Hakkında üç yıl süreyle geçici olarak mesleki faaliyetten alıkoyma cezası uygulanan meslek mensubunun cezasının tatbiki müddetince 3568 sayılı kanunun “mesleğin konusu” başlıklı 2 inci maddesi kapsamında olmamak şartıyla faaliyette bulunması mümkündür. Söz konusu faaliyetler için tesis edilecek mükellefiyet nedeniyle 213 sayılı Kanun 153/A maddesi hükümleri uygulanacaktır.

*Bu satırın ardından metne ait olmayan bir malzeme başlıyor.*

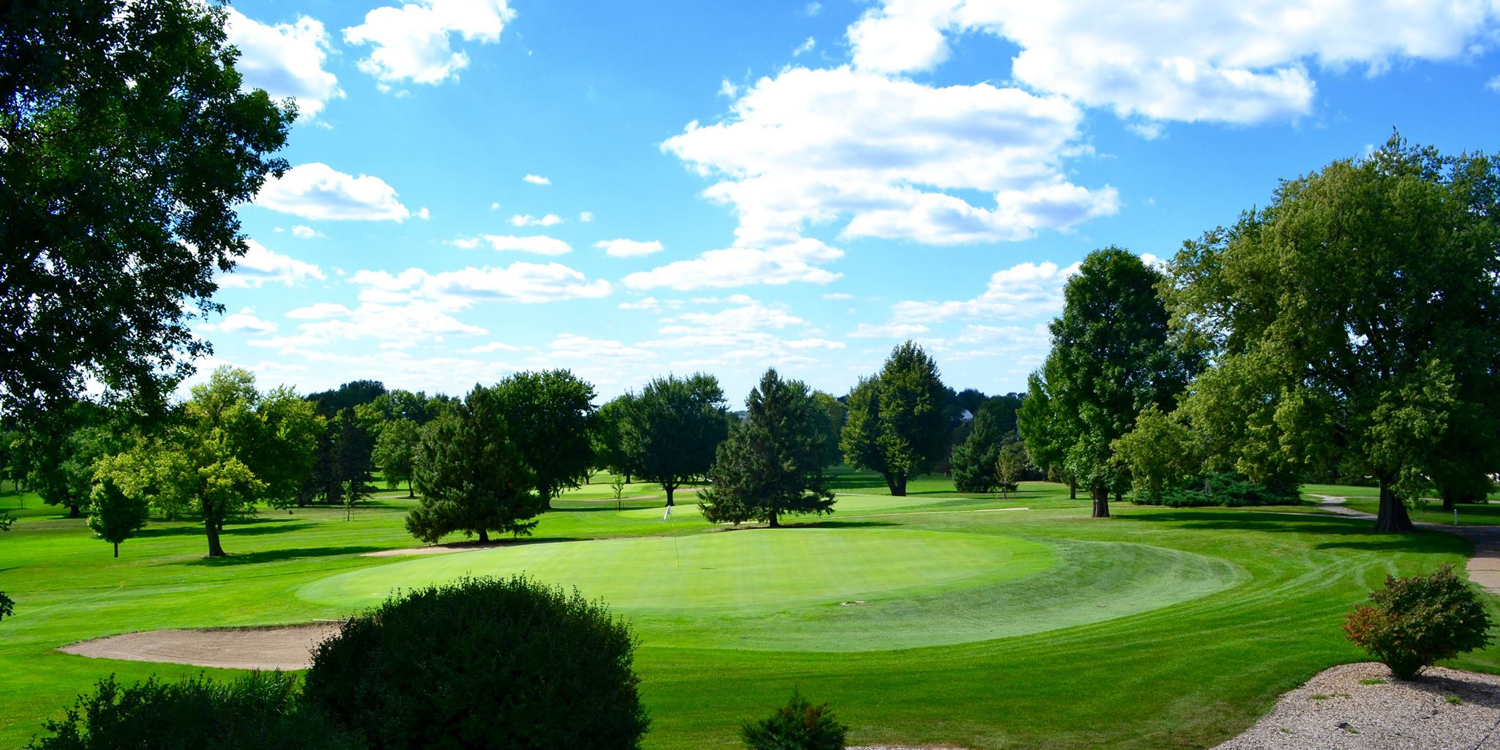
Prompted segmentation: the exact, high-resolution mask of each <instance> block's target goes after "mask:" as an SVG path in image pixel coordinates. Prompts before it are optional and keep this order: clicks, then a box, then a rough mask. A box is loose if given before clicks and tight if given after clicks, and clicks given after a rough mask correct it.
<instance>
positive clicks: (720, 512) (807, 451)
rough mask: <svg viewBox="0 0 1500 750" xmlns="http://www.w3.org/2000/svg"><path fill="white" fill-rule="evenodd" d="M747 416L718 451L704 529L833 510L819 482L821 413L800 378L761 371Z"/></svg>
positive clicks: (769, 370) (827, 420)
mask: <svg viewBox="0 0 1500 750" xmlns="http://www.w3.org/2000/svg"><path fill="white" fill-rule="evenodd" d="M745 407H747V413H745V417H744V420H741V422H738V423H735V425H733V428H730V431H729V440H726V441H724V443H721V444H720V446H718V455H717V458H715V460H714V465H712V468H711V469H709V475H708V478H709V483H711V486H709V487H706V489H703V490H702V492H700V493H699V505H697V507H699V510H700V511H702V513H703V519H706V520H708V522H711V523H721V522H732V523H735V525H739V523H742V522H745V520H762V522H766V523H769V525H771V526H772V528H774V526H780V525H781V516H786V514H802V513H813V514H823V513H832V511H834V493H832V490H829V489H828V480H826V477H823V460H825V458H826V440H828V414H826V411H823V410H822V408H820V407H819V402H817V399H816V398H814V396H813V395H811V392H810V390H808V387H807V386H805V384H804V383H802V381H795V380H793V381H787V380H781V377H780V375H778V374H777V372H775V369H774V368H772V369H768V371H765V375H762V377H760V384H759V386H756V387H754V389H750V396H747V398H745Z"/></svg>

Öte yandan, KDV, genel uygulama tebliğinde değişiklik yapılmasına dair 52 seri nolu genel tebliği de meslek mensupları ile ilgili yeni bir hüküm eklenmiştir. (1) Buna göre, ilgili tebliğin 2.1 bölümünde, sahte belge düzenlemek amacıyla mükellefiyet tesis ettirenler ile ilgili kısımda şu hüküm eklenmiştir: “213 sayılı Kanunun (153/A) maddesinin birinci fıkrasında sayılan haller dolayısıyla mükellefiyeti terkin edilenlerin bu fiillerine iştirak ettiği vergi inceleme raporuyla tespit edilen 3568 sayılı Kanunun kapsamında faaliyette bulunan meslek mensupları da bu kapsamında değerlendirilir ve bu durum meslek mensubunun bağlı bulunduğu vergi dairesince temsil ettikleri tüm mükelleflere bildirilir.”

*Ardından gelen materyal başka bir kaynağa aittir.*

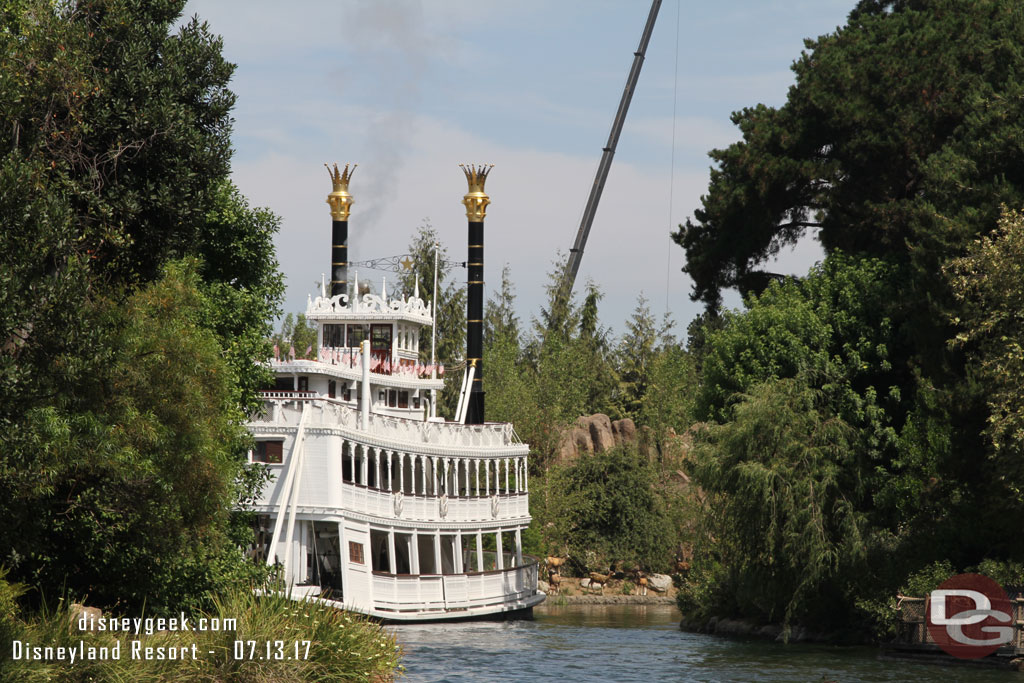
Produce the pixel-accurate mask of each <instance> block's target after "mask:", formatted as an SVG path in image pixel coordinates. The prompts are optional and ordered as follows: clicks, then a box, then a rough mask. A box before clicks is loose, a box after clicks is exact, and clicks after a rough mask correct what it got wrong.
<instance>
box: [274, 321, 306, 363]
mask: <svg viewBox="0 0 1024 683" xmlns="http://www.w3.org/2000/svg"><path fill="white" fill-rule="evenodd" d="M271 341H272V342H273V345H274V346H276V347H278V352H279V354H280V355H281V357H286V356H287V355H289V354H290V353H291V352H292V351H293V350H294V351H295V357H297V358H305V357H310V356H312V355H313V354H314V353H315V352H316V328H315V327H313V325H312V324H311V323H309V322H308V321H307V319H306V315H305V313H298V314H295V315H293V314H292V313H286V314H285V317H284V319H282V322H281V330H280V331H279V332H276V333H275V334H274V335H273V337H272V338H271ZM306 349H310V351H309V353H306Z"/></svg>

Söz konusu hüküm, meslek mensupları açısından son derece önemli olup, bu hükme göre sahte belge düzenlemek amacı ile kurulan şirketlerin veya gerçek kişi mükelleflerin, VUK Md.153/A hükme göre, bu fiillere iştirak eden meslek mensupları da özel esaslara alınarak ayrıca meslek mensubunun bağlı olduğu meslek odası ve vergi dairesine bildirmektedir. Eş zamanlı olarak, yine söz konusu fiillere iştirak ettiği VİR ile saptanan meslek mensuplarının temsil ettikleri bütün mükelleflerine de ( müşterilerine ) tebliğ edilecektir. Bu durum, uygulamada meslek mensupları açısından son derece tehlikeli bir uygulamaya neden olacaktır.
-------------
(1) Söz konusu tebliğ, 31.10.2024 gün ve 32708 sayılı Resmi Gazete ‘de yayımlanarak yürürlüğe girmiştir.